R
Topics covered in this chapter:
The module r makes it possible to easily exchange data with R and execute R scripts or evaluate expressions in the R language.
R is a free software environment for statistical computing and graphics. R is available as Free Software under the terms of the Free Software Foundation's GNU General Public License.
To use this module, the following line must be included in the header of the Mosel model file:
uses 'r';
Introduction
This module implements functionality for exchanging data between a Mosel model and R and for calling R functions from a Mosel model.
The r module also defines an I/O driver for exchanging data using the initializations from and initializations to Mosel constructs.
It is the Mosel run-time library that loads and runs R, not vice versa.
The purpose of the module is to make the extensive data processing capabilities of R available within Mosel. The interactive and graphing features of R are beyond the scope of this module as it does not implement a full interactive R GUI. However, it is possible to use some of these to a limited extent.
Prerequisites
This module does not include R binaries.
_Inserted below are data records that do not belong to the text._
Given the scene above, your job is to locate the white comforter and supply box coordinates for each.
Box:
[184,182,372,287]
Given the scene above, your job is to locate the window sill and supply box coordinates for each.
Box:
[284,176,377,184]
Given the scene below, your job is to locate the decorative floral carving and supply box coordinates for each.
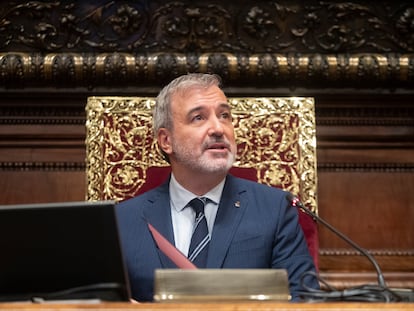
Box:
[109,4,142,36]
[396,8,414,35]
[0,2,413,89]
[395,7,414,50]
[243,6,275,39]
[0,1,413,53]
[152,2,231,50]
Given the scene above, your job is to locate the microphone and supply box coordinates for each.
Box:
[286,193,402,302]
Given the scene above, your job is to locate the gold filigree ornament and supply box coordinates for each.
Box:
[86,96,317,214]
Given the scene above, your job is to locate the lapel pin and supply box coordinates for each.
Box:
[234,201,240,208]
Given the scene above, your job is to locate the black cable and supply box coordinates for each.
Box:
[30,282,126,302]
[298,271,402,302]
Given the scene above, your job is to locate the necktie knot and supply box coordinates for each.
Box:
[189,197,206,215]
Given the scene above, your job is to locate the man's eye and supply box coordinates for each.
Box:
[221,112,232,120]
[192,115,203,121]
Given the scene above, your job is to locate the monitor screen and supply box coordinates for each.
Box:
[0,201,131,302]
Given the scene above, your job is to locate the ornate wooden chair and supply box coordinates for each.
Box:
[85,96,319,267]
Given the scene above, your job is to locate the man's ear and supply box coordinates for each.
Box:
[157,128,172,155]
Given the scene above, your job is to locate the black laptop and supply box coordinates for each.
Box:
[0,200,131,302]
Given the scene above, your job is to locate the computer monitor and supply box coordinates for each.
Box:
[0,200,131,302]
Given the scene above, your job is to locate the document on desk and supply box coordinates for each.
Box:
[147,223,197,269]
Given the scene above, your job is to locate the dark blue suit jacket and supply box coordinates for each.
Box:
[116,174,319,301]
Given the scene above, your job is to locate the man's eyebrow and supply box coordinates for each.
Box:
[219,103,232,110]
[187,105,203,116]
[187,103,231,115]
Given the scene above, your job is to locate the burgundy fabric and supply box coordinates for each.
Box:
[135,167,258,195]
[135,167,172,196]
[298,212,319,269]
[132,166,318,268]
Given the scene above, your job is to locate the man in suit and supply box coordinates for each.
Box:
[116,73,319,302]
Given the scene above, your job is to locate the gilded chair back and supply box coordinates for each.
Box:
[85,96,319,266]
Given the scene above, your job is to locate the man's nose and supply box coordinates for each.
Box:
[207,116,224,136]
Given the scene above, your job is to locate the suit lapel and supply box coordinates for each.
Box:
[142,180,178,268]
[207,175,248,268]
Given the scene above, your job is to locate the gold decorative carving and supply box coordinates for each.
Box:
[86,97,317,214]
[0,53,413,89]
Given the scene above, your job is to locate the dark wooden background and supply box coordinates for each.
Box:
[0,0,413,289]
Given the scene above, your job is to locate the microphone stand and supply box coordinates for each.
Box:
[286,193,403,302]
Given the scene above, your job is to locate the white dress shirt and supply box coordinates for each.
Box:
[169,173,225,256]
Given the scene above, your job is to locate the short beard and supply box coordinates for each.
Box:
[171,139,235,174]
In order to use R you need a working installation of R, version 3.0 or newer and targeting the same platform as Mosel (you won't be able to use, e.g., the Windows 32-bit version of R from the Windows 64-bit version of Mosel). The most recent supported R version is 4.1.x. To download R, please visit the R Project web site at www.r-project.org.
This module will try to load R from the directory specified by the R_HOME environment variable, if set, or from the default R installation locations otherwise.
More specifically Mosel looks for a file named R.dll in Windows, libR.so in Linux, and libR.dylib in Mac OS X.
For Windows platforms, the default location is retrieved from the registry (from registry key HKEY_LOCAL_MACHINE\Software\R-core\R\InstallationPath); it is /Library/Frameworks/R.framework/Resources for Mac OS X, /usr/lib/R for 32bit Linux, and either /usr/lib64/R or /usr/lib/R for 64bit Linux.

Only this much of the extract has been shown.